What is there to say about the writing machines? According to the IMDB trivia page, Cronenberg wrote the script to this movie while he was playing a character (a psychiatrist, as I remember) in a Clive Barker film who would put on a mask and slaughter entire hotels because the mask told him to. The trivia page also mentions that he wrote it on a Toshiba laptop, which would have been suitably monstrous at the time. One of the most interesting procedures in psychoanalytic literary interpretation to me has always been what to make of writers who were not innocent of psychoanalytic concepts. The feedback becomes very difficult to entangle in those writers aware through cultural osmosis or primary reading (or actual analysis) of psychoanalysis. Cronenberg presents an interesting case here because, as even a quick glance through the collection of his interviews shows, he’s well acquainted with many of the most likely theoretical explanations that many people trained in film studies or literary analysis would turn to when interpreting the film.

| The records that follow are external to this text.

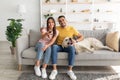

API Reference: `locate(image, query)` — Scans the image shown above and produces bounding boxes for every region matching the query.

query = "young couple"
[34,15,83,80]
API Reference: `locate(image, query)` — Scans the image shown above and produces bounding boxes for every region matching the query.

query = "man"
[49,15,83,80]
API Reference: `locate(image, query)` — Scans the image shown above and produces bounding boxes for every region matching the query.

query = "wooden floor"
[0,42,120,80]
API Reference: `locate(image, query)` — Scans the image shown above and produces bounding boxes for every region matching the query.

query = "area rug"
[18,72,120,80]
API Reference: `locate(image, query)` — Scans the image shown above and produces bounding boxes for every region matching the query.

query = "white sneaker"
[67,70,77,80]
[41,68,47,78]
[34,66,41,76]
[49,70,58,80]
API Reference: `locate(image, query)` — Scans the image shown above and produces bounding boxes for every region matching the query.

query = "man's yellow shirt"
[56,26,79,45]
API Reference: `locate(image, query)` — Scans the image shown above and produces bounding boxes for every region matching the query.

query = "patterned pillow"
[29,30,40,47]
[106,32,119,52]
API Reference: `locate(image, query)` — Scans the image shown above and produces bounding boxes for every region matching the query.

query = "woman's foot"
[67,70,77,80]
[49,70,58,80]
[34,66,41,76]
[41,68,47,78]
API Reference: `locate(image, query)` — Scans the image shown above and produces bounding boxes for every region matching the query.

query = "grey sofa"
[16,29,120,70]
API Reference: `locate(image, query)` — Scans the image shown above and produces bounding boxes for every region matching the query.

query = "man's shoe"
[49,70,58,80]
[41,68,47,78]
[34,66,41,76]
[67,70,77,80]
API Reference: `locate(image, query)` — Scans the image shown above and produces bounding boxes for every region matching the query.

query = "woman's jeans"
[35,42,51,64]
[52,45,75,66]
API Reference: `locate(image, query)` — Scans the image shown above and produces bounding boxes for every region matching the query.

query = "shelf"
[67,12,92,14]
[68,21,92,24]
[93,1,120,4]
[40,0,120,29]
[43,2,66,6]
[67,2,92,4]
[43,12,66,14]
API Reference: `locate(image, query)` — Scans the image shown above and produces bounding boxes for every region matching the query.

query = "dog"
[62,37,113,54]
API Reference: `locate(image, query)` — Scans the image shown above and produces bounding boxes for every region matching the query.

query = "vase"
[10,46,16,55]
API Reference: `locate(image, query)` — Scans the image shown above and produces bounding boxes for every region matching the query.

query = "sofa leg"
[18,64,22,71]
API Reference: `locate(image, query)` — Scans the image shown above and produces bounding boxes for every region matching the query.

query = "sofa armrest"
[16,35,29,65]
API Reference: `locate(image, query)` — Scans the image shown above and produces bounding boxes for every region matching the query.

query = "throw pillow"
[106,31,119,52]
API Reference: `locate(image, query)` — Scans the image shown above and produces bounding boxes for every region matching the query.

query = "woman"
[34,17,59,78]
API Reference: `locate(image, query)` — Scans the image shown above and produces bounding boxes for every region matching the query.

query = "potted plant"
[5,19,23,55]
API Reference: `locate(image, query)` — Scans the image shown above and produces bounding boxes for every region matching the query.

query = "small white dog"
[62,37,113,54]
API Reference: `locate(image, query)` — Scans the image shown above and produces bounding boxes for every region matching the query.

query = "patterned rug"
[18,72,120,80]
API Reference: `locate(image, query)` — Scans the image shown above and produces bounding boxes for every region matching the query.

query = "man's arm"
[76,33,84,42]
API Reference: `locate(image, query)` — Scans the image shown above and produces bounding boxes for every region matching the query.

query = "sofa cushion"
[22,47,120,61]
[58,50,120,61]
[106,32,119,52]
[22,47,36,59]
[79,29,110,45]
[29,30,41,47]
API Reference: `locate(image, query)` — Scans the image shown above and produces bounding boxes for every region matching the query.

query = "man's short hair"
[58,15,65,19]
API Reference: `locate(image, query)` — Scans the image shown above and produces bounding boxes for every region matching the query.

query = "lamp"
[18,4,26,16]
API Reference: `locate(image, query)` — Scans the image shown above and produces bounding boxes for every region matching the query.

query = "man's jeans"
[35,42,51,64]
[52,45,75,66]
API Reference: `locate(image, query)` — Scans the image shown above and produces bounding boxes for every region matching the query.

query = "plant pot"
[72,0,78,2]
[10,46,16,55]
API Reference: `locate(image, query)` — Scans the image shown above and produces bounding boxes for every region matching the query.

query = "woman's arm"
[43,31,59,51]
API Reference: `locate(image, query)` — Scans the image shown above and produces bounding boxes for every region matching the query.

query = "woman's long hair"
[47,17,56,37]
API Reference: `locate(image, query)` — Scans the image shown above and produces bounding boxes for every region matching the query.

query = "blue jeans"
[35,42,51,64]
[52,45,75,66]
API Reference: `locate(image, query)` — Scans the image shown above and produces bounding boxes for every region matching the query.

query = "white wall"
[0,0,40,41]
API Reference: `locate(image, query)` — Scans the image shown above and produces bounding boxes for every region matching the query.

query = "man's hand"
[42,45,48,51]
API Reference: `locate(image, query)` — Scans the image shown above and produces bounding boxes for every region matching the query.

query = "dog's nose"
[69,38,72,40]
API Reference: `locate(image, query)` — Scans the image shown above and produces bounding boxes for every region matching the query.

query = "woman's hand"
[42,45,48,51]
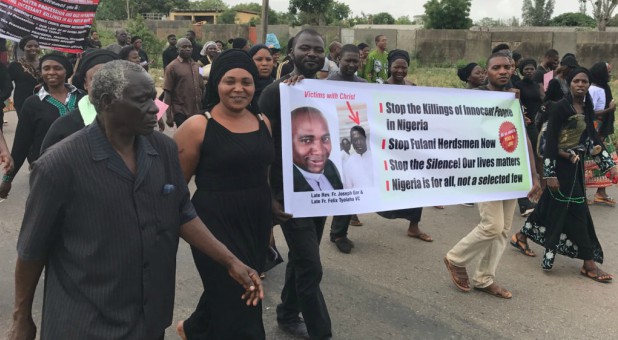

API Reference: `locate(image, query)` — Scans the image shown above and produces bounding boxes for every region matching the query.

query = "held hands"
[272,198,293,224]
[227,259,264,306]
[528,174,543,202]
[8,315,36,340]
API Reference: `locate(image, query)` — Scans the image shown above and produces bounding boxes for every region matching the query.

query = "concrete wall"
[97,20,618,66]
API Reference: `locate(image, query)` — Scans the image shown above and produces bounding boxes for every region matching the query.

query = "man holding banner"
[444,53,541,299]
[258,28,332,339]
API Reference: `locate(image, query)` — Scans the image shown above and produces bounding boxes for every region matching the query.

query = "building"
[169,9,259,25]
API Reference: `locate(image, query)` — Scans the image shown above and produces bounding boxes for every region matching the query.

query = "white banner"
[280,80,532,217]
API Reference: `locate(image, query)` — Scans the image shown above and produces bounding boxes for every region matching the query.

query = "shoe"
[330,236,354,254]
[277,319,309,339]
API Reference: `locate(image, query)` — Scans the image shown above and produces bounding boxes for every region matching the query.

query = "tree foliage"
[423,0,472,29]
[395,15,412,25]
[372,12,395,25]
[521,0,554,26]
[580,0,618,31]
[550,12,597,27]
[288,0,334,26]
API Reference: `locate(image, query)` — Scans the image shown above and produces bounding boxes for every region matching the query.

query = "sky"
[224,0,590,21]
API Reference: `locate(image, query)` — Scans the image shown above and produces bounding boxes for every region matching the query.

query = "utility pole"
[262,0,268,44]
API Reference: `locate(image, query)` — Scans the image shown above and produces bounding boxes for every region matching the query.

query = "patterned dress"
[521,95,615,270]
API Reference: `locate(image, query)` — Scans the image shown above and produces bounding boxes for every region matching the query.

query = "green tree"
[326,1,352,26]
[589,0,618,32]
[521,0,554,26]
[372,12,395,25]
[395,15,412,25]
[288,0,334,26]
[549,12,597,28]
[423,0,472,29]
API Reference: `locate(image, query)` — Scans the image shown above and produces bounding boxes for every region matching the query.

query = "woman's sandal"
[511,233,536,257]
[579,267,612,283]
[444,257,470,292]
[474,282,513,299]
[594,194,616,207]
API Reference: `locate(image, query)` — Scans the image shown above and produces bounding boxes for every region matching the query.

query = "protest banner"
[0,0,99,53]
[280,80,532,217]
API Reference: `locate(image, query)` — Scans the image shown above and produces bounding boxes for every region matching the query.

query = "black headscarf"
[387,50,410,77]
[517,58,537,75]
[39,52,73,82]
[457,63,479,83]
[590,61,615,137]
[19,35,38,51]
[204,48,259,114]
[71,49,120,91]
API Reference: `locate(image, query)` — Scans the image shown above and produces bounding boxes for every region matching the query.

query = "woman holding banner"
[516,68,618,283]
[377,50,433,242]
[174,49,275,340]
[0,52,83,197]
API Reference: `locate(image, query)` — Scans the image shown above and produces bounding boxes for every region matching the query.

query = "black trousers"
[277,217,330,340]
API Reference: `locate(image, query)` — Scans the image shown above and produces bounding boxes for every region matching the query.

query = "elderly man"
[163,38,204,127]
[9,61,263,339]
[105,29,130,54]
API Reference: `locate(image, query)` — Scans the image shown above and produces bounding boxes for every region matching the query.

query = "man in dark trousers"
[258,29,336,339]
[162,34,178,72]
[9,60,263,340]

This was primarily a secondary consideration for me in watching it, however. I’m more interested in Cronenberg’s reality-distortion effects. I’ve taught eXistenZ several times, and there’s a clear continuity between the two. (And it’s particularly interesting that Cronenberg saw the video game as the logical extension of Burrough’s imagination. I believe that Burroughs has had some influence on post-McLuhanite media studies.) Cronenberg’s visceral depiction of distorted realities contrasts interestingly with the literary feel of those presented by Dick, or the inevitably sterile depictions in much science fictional treatments of the concepts. Gene Wolfe’s Thag and nins stories, reprinted in Endangered Species (which also feature an analysis) are notable for the grittiness of their presentation, if not the granularity. I’m probably not being clear enough about what I mean here, and I don’t want to start talking about the stickiness of the real, much less its desert.